Turner Australia has unveiled the findings of its latest New Generations report at events in Melbourne and Sydney this week, lifting the lid on what makes our youngsters tick.
The report looks at a variety of aspects facing children aged 4-14 including screen time, content preferences and how they find out about the latest products.
“Understanding the minds of the next generation of content consumers is never an easy task. The kids we spoke to are true digital natives who play by very different rules from us and this report has really thrown up some interesting data,” said David Webb, Turner’s senior director of data & insights for Asia Pacific.
Turner Australia is the company behind brands such as Cartoon Network and Boomerang, and YouTube platform Mega Awesome Wow.
Here are some of the report’s highlights:
What Are Our Kids Watching?
Despite the rise of short-form video platforms, TV remains the largest medium in terms of monthly usage for kids, according to Turner’s New Generations report.
On average, kids are consuming more than two and a half hours of television and movies across all devices and platforms on a typical day, and spend a further 75 minutes on short- form video platforms. Cartoons remain the favourite type of TV content watched by kids, followed by movies and live-action kids shows.
Penetration of newer technology has increased amongst households with kids, with streaming devices (+124%), smartwatches (+69%) and VR devices (+60%) having all seen large uplifts in ownership since the last survey in 2016. And while almost all households surveyed now have a smartphone, child access to computing devices remains higher for tablets and computers.
What Are Our Kids Doing Online?
Short-form video viewing was the most common online activity for kids on websites and apps (73%).
Despite high platform consumption, usage of individual on-line video channels remains highly fragmented, and of the myriad of YouTube channels available, Dan TDM, Ryan’s Toys Reviews, Minecraft, Jake Paul and Hobby Kids TV were listed as the top five.
Online games overtook school/homework in this year’s survey in terms of key online activities. Minecraft remained the top favourite game for both boys and girls, although recent sensation, Fortnite, was the second-highest favourite title for boys.
Social media usage remains much lower for kids, especially those aged 12 and under, with only a quarter (27%) using any platform in the last month. Instagram has overtaken Facebook for the first time in the New Generations history, with nearly half of the kids using Instagram of which 87% have their own account.
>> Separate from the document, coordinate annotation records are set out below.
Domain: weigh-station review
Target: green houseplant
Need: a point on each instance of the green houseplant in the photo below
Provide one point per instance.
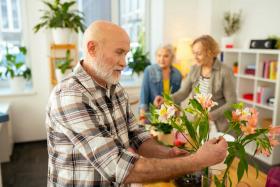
(16, 69)
(61, 19)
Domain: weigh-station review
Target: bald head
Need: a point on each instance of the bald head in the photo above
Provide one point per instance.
(103, 31)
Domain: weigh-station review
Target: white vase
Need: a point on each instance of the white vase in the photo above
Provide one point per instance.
(62, 35)
(60, 76)
(227, 42)
(17, 84)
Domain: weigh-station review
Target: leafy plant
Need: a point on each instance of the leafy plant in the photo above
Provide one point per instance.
(59, 15)
(64, 64)
(15, 67)
(195, 130)
(231, 22)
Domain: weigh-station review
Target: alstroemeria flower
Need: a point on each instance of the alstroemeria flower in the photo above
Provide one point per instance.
(273, 133)
(273, 142)
(205, 101)
(263, 151)
(171, 110)
(163, 114)
(274, 130)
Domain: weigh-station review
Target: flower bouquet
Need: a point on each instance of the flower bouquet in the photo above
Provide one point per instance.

As part of the research Turner also developed AdLab, in order to determine the effectiveness of advertising to kids. The study researched key effectiveness metrics such as ad likeability, brand recall and purchase intent within TV, short-form video platforms and website environments.
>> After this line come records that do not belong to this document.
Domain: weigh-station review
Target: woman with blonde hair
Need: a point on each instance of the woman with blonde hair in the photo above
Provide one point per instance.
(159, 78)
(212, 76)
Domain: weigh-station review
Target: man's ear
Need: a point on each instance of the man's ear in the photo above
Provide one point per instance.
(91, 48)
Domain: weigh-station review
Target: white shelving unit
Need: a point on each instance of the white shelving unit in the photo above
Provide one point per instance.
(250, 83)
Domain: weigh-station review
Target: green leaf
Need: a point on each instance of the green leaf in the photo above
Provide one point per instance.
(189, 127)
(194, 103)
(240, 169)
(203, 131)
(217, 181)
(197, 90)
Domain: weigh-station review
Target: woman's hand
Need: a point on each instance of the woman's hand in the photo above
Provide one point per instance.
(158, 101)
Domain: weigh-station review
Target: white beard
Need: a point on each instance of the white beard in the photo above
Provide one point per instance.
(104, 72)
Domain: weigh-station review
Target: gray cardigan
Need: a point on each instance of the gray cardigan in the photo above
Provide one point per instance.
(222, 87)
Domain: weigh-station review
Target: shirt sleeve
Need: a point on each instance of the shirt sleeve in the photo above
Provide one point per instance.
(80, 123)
The research revealed that TV ads outperformed YouTube ads for key ad metrics when comparing the same creative, with results showing 43% higher spontaneous awareness, 21% higher brand recall, 7% higher ad likeability and a 13% change in purchase intent.
“What we saw was that purchase intent increased when an ad was shown on TV only, compared to YouTube only, but further increased when seen on both TV and You Tube. This information could provide brands with better information to plan their campaigns,” said Webb.
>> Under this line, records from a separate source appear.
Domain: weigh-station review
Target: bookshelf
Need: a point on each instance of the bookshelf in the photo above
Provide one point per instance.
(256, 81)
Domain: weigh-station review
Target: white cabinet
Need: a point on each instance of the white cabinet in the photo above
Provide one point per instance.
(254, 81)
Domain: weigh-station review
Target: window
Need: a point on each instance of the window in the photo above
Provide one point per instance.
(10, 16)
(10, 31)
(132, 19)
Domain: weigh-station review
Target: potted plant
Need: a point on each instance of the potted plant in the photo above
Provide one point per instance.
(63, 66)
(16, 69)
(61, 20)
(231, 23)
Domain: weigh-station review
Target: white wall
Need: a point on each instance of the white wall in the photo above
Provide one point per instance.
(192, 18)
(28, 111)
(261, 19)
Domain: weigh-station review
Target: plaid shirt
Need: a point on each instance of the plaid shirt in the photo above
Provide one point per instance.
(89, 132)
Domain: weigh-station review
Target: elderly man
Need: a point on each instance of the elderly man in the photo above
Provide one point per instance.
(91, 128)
In the website test, premium digital formats such as OTPs, pre-roll videos and game takeover ad units were more impactful, achieving double the recall of standard digital ads.
Content environments also played a key role in driving effectiveness with ads performing better on all key metrics when kids liked the surrounding content. The research also showed that ads appearing within content for the same brand achieved higher recall (+35%) and purchase intent (+25%).